The Vivandiere mine was often mentioned in Salida newspapers throughout the first decade of the 1900s. In December of 1901 the mine was described as "a regular producer and splendidly equipped." A mill was constructed at the mine starting in 1903 and was operational by April of 1904. Articles mention that the mine was idle during part of 1906, but that operation resumed later that year. The mine would produce ore for many years.
After 1910 the Turret district remained active but was much quieter than the exciting years around 1900. The varied nature of the Turret mines, producing gold, silver, copper, and lead, helped the district stay alive for many decades.
Turrets post office closed in 1939. Today Turret is a ghost town but has a few old log buildings remaining.
Frank Carpenter Meets a Horrible Death at the Jasper Mine
The following article appeared in an August 26, 1902 edition of the Salida Mail
Shortly before 4 o’clock yesterday afternoon Frank Carpenter, a miner, came to his death in the most horrible manner at the Jasper mine about a mile from the town of Turret.
As far as can be learned Carpenter and his partner, Dan Hartwig, had been working at the bottom of the shaft which is about 130 feet in depth, and having finished drilling and having put in about eight or ten shots and lighted the fuses got on the bucket and gave the signal to hoist.
When the bucket had been raised about 40 feet, the machinery became unmanageable for a few seconds causing the bucket to stop in the shaft. This circumstance seemed to fill Carpenter’s heart with terror for he at once started to climb the cable.
Hartwig tried to prevent this action on Carpenter’s part at the same time assuring him that the bucket would be hoisted in ample time for their safety. Carpenter did not heed the assurances of his partner but struggled violently and succeeded in breaking from his grasp and starting up the cable hand over hand.

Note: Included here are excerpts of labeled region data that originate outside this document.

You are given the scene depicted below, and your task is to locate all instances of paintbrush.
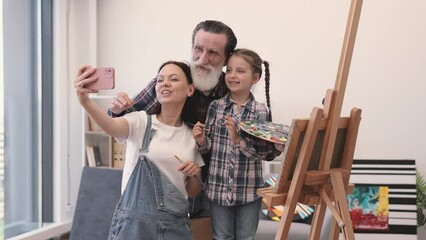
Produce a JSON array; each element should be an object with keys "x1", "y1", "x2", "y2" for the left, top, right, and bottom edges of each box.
[
  {"x1": 185, "y1": 122, "x2": 210, "y2": 134},
  {"x1": 174, "y1": 155, "x2": 207, "y2": 189}
]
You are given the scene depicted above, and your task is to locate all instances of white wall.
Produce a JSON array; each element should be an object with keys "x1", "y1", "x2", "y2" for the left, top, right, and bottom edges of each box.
[{"x1": 91, "y1": 0, "x2": 426, "y2": 172}]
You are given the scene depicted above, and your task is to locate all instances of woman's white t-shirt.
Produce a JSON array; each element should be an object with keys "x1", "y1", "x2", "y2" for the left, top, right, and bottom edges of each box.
[{"x1": 117, "y1": 111, "x2": 204, "y2": 198}]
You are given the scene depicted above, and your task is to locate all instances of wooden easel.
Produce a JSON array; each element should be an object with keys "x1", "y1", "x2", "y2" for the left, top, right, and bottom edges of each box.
[{"x1": 258, "y1": 0, "x2": 362, "y2": 240}]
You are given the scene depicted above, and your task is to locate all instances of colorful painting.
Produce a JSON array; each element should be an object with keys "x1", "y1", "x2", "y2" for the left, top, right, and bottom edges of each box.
[
  {"x1": 240, "y1": 121, "x2": 290, "y2": 144},
  {"x1": 348, "y1": 185, "x2": 389, "y2": 231}
]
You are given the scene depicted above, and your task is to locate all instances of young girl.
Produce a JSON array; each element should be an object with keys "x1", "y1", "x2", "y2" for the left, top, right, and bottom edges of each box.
[
  {"x1": 74, "y1": 61, "x2": 204, "y2": 240},
  {"x1": 192, "y1": 49, "x2": 280, "y2": 239}
]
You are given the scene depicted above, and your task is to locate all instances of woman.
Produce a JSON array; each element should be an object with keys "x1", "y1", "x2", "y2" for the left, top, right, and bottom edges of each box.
[{"x1": 74, "y1": 61, "x2": 204, "y2": 239}]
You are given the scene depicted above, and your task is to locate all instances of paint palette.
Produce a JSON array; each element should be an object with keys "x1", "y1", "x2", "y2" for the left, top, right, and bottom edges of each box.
[{"x1": 240, "y1": 121, "x2": 290, "y2": 144}]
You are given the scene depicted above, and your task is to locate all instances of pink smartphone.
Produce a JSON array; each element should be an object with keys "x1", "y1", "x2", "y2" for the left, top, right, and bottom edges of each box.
[{"x1": 84, "y1": 67, "x2": 115, "y2": 90}]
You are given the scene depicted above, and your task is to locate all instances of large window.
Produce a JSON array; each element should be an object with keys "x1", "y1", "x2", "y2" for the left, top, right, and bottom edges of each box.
[{"x1": 0, "y1": 0, "x2": 53, "y2": 238}]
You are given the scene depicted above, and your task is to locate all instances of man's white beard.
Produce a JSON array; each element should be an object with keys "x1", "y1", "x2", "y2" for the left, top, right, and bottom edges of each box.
[{"x1": 191, "y1": 62, "x2": 222, "y2": 95}]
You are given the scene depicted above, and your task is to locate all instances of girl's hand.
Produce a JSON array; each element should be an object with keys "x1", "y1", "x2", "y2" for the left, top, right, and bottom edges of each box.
[
  {"x1": 225, "y1": 114, "x2": 241, "y2": 144},
  {"x1": 73, "y1": 65, "x2": 98, "y2": 105},
  {"x1": 177, "y1": 161, "x2": 201, "y2": 177},
  {"x1": 192, "y1": 122, "x2": 206, "y2": 146}
]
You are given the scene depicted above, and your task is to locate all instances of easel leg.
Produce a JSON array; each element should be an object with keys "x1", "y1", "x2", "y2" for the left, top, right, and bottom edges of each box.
[
  {"x1": 309, "y1": 198, "x2": 327, "y2": 240},
  {"x1": 330, "y1": 172, "x2": 355, "y2": 240}
]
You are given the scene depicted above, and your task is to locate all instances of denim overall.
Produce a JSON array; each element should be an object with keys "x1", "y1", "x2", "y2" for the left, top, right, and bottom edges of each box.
[{"x1": 108, "y1": 114, "x2": 191, "y2": 240}]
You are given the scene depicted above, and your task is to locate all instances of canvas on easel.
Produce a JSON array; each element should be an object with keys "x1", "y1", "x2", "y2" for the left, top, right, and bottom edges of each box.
[{"x1": 258, "y1": 0, "x2": 362, "y2": 239}]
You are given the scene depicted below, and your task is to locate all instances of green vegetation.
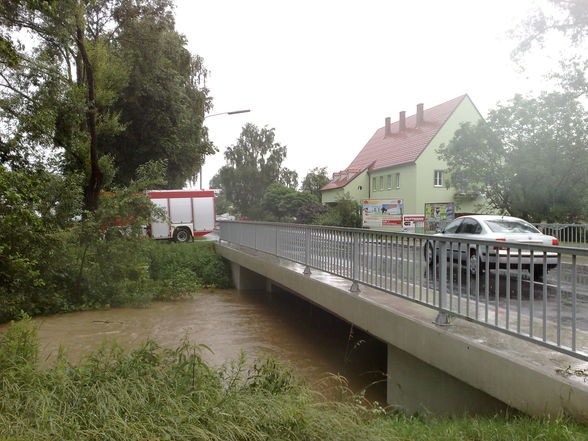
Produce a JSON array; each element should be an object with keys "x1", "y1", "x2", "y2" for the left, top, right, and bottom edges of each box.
[
  {"x1": 0, "y1": 319, "x2": 588, "y2": 441},
  {"x1": 318, "y1": 193, "x2": 362, "y2": 228},
  {"x1": 0, "y1": 0, "x2": 214, "y2": 211},
  {"x1": 439, "y1": 92, "x2": 588, "y2": 223},
  {"x1": 0, "y1": 220, "x2": 231, "y2": 322},
  {"x1": 210, "y1": 124, "x2": 298, "y2": 220}
]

All went well until he got about twenty feet above the bucket, when his grasp on the cable relaxed and the unfortunate man fell down the shaft a distance of about 60 feet.
There is little doubt but the fall alone would have been fatal but to add to the horror of the affair, the body of Carpenter struck the bottom of the shaft just at the moment the charges of dynamite were exploded.
An hour later searchers for the body found it, mangled and torn, partly buried under a mass of rock and dirt. The shattered remains of the unfortunate miner were finally extricated and taker, to the surface and the coroner notified.
The hoist used at the Jasper mine is a gasoline affair and some mining men claim that such are known to occasionally stop for a few seconds for no apparent reason, which was probably the case in the affair of yesterday afternoon.
A particularly sad feature of the matter is the fact that Frank Carpenter, the Victim, was a young man and had taken unto himself a wife but a short time ago. His newly-made widow is at present at Montrose and has been notified of the tragic death of her young husband.
Young Carpenter is said by those who have known him long to have been a young man of excellent habits and good repute. He was about 30 years old and had been employed at the Jasper since he quit the Vivandiere about July first.
No arrangements have been made as yet for a funeral, and it is probable that an inquest will be first held to determine the responsibility it possible for the accident.